Applied to for-current, thanks!
Wolfram Sang July 26, 2020, 12:47 p.m. UTC | #4
On Thu, Jul 23, 2020 at 09:56:34PM +0200, Wolfram Sang wrote:
> On Wed, Jul 22, 2020 at 03:00:21PM -0700, Douglas Anderson wrote:
> > When I have KASAN enabled on my kernel and I start stressing the
> > touchscreen my system tends to hang.  The touchscreen is one of the
> > only things that does a lot of big i2c transfers and ends up hitting
> > the DMA paths in the geni i2c driver.  It appears that KASAN adds
> > enough delay in my system to tickle a race condition in the DMA setup
> > code.
> > 
> > When the system hangs, I found that it was running the geni_i2c_irq()
> > over and over again.  It had these:
> > 
> > m_stat   = 0x04000080
> > rx_st    = 0x30000011
> > dm_tx_st = 0x00000000
> > dm_rx_st = 0x00000000
> > dma      = 0x00000001
> > 
> > Notably we're in DMA mode but are getting M_RX_IRQ_EN and
> > M_RX_FIFO_WATERMARK_EN over and over again.
> > 
> > Putting some traces in geni_i2c_rx_one_msg() showed that when we
> > failed we were getting to the start of geni_i2c_rx_one_msg() but were
> > never executing geni_se_rx_dma_prep().
> > 
> > I believe that the problem here is that we are starting the geni
> > command before we run geni_se_rx_dma_prep().  If a transfer makes it
> > far enough before we do that then we get into the state I have
> > observed.  Let's change the order, which seems to work fine.
> > 
> > Although problems were seen on the RX path, code inspection suggests
> > that the TX should be changed too.  Change it as well.
> > 
> > Fixes: 37692de5d523 ("i2c: i2c-qcom-geni: Add bus driver for the Qualcomm GENI I2C controller")
> > Signed-off-by: Douglas Anderson <dianders@chromium.org>
> > Tested-by: Sai Prakash Ranjan <saiprakash.ranjan@codeaurora.org>
> > Reviewed-by: Akash Asthana <akashast@codeaurora.org>
> 
> Applied to for-current, thanks!

Glad we got this sorted.
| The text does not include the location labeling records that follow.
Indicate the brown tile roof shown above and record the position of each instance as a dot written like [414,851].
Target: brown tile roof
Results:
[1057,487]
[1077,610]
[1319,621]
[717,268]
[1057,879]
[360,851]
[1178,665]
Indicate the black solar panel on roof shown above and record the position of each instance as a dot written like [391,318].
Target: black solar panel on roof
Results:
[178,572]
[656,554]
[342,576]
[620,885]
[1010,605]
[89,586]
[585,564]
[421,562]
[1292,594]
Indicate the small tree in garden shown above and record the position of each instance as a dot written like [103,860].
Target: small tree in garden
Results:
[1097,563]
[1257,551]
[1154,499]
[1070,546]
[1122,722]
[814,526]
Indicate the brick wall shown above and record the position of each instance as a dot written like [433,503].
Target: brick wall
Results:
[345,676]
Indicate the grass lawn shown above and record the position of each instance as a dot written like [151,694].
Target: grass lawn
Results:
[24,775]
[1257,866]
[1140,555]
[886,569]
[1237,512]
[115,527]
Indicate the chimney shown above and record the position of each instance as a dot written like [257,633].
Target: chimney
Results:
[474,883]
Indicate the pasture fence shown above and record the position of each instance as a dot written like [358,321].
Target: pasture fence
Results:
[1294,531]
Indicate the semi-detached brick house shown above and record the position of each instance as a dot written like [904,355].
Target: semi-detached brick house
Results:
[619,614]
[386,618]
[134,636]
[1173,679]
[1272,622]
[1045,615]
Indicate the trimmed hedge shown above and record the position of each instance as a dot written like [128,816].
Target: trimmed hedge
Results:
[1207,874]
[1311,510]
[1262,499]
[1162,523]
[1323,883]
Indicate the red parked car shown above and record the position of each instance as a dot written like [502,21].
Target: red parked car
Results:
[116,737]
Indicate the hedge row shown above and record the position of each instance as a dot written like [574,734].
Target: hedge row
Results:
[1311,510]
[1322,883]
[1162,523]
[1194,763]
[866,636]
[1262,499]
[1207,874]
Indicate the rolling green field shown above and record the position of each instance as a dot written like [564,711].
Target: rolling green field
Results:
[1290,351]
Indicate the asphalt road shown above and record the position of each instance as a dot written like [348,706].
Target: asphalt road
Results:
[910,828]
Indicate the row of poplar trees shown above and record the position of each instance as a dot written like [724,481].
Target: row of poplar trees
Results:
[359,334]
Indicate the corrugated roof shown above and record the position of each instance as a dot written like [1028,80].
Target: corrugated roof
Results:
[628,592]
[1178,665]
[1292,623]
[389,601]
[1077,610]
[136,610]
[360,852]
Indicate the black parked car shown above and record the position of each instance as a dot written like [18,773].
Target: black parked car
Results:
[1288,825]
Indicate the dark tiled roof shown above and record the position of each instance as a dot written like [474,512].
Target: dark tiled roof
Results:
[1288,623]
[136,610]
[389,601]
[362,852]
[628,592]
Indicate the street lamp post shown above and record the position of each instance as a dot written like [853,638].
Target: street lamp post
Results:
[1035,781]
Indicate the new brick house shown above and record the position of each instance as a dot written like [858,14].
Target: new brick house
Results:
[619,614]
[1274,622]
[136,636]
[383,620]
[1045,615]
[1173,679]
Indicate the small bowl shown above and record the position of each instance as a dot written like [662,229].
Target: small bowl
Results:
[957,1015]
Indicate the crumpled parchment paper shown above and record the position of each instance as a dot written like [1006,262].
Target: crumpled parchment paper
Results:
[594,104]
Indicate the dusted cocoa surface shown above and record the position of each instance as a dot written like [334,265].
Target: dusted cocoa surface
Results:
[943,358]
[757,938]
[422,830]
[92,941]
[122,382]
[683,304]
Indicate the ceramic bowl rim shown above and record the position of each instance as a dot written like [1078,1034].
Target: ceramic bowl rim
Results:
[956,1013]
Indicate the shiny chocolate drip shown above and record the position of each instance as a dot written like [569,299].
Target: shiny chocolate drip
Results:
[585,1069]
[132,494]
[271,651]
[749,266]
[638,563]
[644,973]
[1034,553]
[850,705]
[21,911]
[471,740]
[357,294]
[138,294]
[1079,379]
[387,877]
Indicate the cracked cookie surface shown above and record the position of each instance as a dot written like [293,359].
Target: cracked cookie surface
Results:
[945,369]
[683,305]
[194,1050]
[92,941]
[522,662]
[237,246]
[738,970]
I just wondered that Alok wasn't part of the
discussion. Is he still interested in maintaining the driver? Also
because there is an unprocessed patch left for this driver:

http://patchwork.ozlabs.org/project/linux-i2c/patch/20191103212204.13606-1-colin.king@canonical.com/
Akash Asthana July 27, 2020, 8:36 a.m. UTC | #5
On 7/26/2020 6:17 PM, Wolfram Sang wrote:
> On Thu, Jul 23, 2020 at 09:56:34PM +0200, Wolfram Sang wrote:
>> On Wed, Jul 22, 2020 at 03:00:21PM -0700, Douglas Anderson wrote:
>>> When I have KASAN enabled on my kernel and I start stressing the
>>> touchscreen my system tends to hang.  The touchscreen is one of the
>>> only things that does a lot of big i2c transfers and ends up hitting
>>> the DMA paths in the geni i2c driver.  It appears that KASAN adds
>>> enough delay in my system to tickle a race condition in the DMA setup
>>> code.
>>>
>>> When the system hangs, I found that it was running the geni_i2c_irq()
>>> over and over again.  It had these:
>>>
>>> m_stat   = 0x04000080
>>> rx_st    = 0x30000011
>>> dm_tx_st = 0x00000000
>>> dm_rx_st = 0x00000000
>>> dma      = 0x00000001
>>>
>>> Notably we're in DMA mode but are getting M_RX_IRQ_EN and
>>> M_RX_FIFO_WATERMARK_EN over and over again.
>>>
>>> Putting some traces in geni_i2c_rx_one_msg() showed that when we
>>> failed we were getting to the start of geni_i2c_rx_one_msg() but were
>>> never executing geni_se_rx_dma_prep().
>>>
>>> I believe that the problem here is that we are starting the geni
>>> command before we run geni_se_rx_dma_prep().  If a transfer makes it
>>> far enough before we do that then we get into the state I have
>>> observed.  Let's change the order, which seems to work fine.
>>>
>>> Although problems were seen on the RX path, code inspection suggests
>>> that the TX should be changed too.  Change it as well.
>>>
>>> Fixes: 37692de5d523 ("i2c: i2c-qcom-geni: Add bus driver for the Qualcomm GENI I2C controller")
>>> Signed-off-by: Douglas Anderson <dianders@chromium.org>
>>> Tested-by: Sai Prakash Ranjan <saiprakash.ranjan@codeaurora.org>
>>> Reviewed-by: Akash Asthana <akashast@codeaurora.org>
>> Applied to for-current, thanks!
> Glad we got this sorted. I just wondered that Alok wasn't part of the
> discussion. Is he still interested in maintaining the driver? Also
> because there is an unprocessed patch left for this driver:
>
> http://patchwork.ozlabs.org/project/linux-i2c/patch/20191103212204.13606-1-colin.king@canonical.com/

Alok has moved out of GENI team, he no longer supports GENI I2C drivers.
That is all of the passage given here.